Charles Lineweaver: There are many and varied proximal triggers for cancer. Oncologists spend their careers tracking down proximal oncogenic factors. The ultimate “trigger” is old age. After reproduction there is not much Darwinian advantage to keeping somatic cells alive and their genes in order – so they age and atrophy – and the more recently evolved genes seem to atrophy first. There seems to be a last-in-first-out principle, which could probably be restated as most-highly-entrenched-most-difficult-to-mutate-with-impunity principle.

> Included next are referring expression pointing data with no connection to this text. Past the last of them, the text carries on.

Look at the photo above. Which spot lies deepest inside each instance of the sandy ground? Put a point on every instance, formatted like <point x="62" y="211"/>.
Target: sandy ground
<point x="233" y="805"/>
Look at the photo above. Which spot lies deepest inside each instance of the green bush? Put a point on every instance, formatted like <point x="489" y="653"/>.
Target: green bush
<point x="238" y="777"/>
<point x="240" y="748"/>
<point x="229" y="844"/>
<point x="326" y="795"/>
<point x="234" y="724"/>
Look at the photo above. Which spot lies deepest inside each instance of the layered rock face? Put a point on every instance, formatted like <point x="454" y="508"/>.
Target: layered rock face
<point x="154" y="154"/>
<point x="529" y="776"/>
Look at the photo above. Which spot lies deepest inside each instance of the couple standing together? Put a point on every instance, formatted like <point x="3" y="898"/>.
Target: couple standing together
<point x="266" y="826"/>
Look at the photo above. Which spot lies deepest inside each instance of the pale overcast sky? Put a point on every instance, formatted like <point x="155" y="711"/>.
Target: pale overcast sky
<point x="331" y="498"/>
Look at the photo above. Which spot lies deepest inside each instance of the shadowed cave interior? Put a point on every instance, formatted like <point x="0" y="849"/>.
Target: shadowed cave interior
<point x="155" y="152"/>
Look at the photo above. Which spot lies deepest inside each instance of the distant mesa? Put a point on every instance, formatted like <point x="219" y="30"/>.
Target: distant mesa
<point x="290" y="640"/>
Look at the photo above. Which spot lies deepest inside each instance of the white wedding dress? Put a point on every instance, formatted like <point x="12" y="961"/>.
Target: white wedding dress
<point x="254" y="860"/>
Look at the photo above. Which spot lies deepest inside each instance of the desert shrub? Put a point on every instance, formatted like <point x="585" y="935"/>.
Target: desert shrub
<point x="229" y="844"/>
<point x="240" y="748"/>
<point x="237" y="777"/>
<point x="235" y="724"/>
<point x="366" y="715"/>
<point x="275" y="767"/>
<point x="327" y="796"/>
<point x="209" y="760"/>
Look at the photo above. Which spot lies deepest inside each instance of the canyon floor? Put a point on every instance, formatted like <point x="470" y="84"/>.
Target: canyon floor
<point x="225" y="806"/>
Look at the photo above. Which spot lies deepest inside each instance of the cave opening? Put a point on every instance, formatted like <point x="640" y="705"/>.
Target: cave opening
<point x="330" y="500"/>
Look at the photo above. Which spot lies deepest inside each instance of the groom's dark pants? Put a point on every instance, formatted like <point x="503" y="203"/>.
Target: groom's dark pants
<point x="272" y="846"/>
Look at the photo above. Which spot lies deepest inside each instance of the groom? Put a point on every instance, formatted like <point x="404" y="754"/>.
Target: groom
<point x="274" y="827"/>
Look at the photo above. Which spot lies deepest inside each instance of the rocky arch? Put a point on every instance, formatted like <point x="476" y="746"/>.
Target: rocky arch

Marine Corniou: The past few years have unveiled the amazing genetic complexity of cancerous cells: thousands of mutations, genetic chaos, hundreds of genes that can cause cancer. Your theory claims that cancer is not that complicated. How can it explain what we observe? Why are there so many mutations in a cancer cell if the cancer is driven by a limited toolkit of genes?
Charles Lineweaver: You’re right about the amazing genetic complexity of cancerous cells. It takes a lot of complex genetic machinery to differentiate cells with the same DNA into liver cells, skin cells and brain cells. We are not claiming that cancer is not complicated. We are claiming that the complexity of cancer has a pretty well defined limit. We don’t seem to have reached that limit yet, but our prediction is that we will very soon. Despite the genetic complexity of cancer progression, recognizable patterns of oncogene expression are starting to emerge.
Marine Corniou: And how can cancer escape different treatments? If the number of defense mechanisms is limited, how come cancer is always evolving resistance?
Charles Lineweaver: We don’t think that cancer is always evolving resistance. We know it seems that way but we think that is not really what is going on. Those resistances and protective adaptations probably evolved more than a billion years ago. For example, about a billion years ago or earlier cells had to evolve mechanisms to pump toxins out of themselves. When anticancer chemical therapy is developed that targets special proteins or tries to block the progression of cancer, the cancer cells can, with relative ease, mutate to upregulate the ancient genes that are responsible for pumping poisons of any kind out of the cell. In our metaphor, when the genome is challenged, it pulls old poems out of a trunk, it doesn’t write new ones by trial and error.
Marine Corniou: Cancer is usually described as an accumulation of mutations that lead to an aberrant behavior. Do you think that, on the contrary, this behavior is totally controlled? Is it good news for therapy?
Charles Lineweaver: No, not totally controlled. I would call it highly directed. We don’t think that mutations are completely random. Think of a oil painting canvas that has been painted on over and over again with multiple scenes in the different layers. When turpentine is splashed on it, removing regions of the top painting, you don’t get random scenes, you get glimpses of the underlying scenes that were painted years earlier. Those underlying scenes are what we call the ancient toolkit…and those scenes do not contain the genes to regulate cell proliferation, so cells can proliferate without knowing where they are in the body….thus cancer emerges.
Marine Corniou: Do we know how “big” the basic toolkit could be (in order to block it)?
Charles Lineweaver: The size of the “basic toolkit” is set by the number of genes responsible for the complex adaptations of cancer. This is a smaller number than the entire genome which also contains the more recently evolved genes, specifically
the genes of cooperation that had to regulate cellular proliferation and convert cells to a no-child-policy.
Marine Corniou: Thank you Dr. Lineweaver.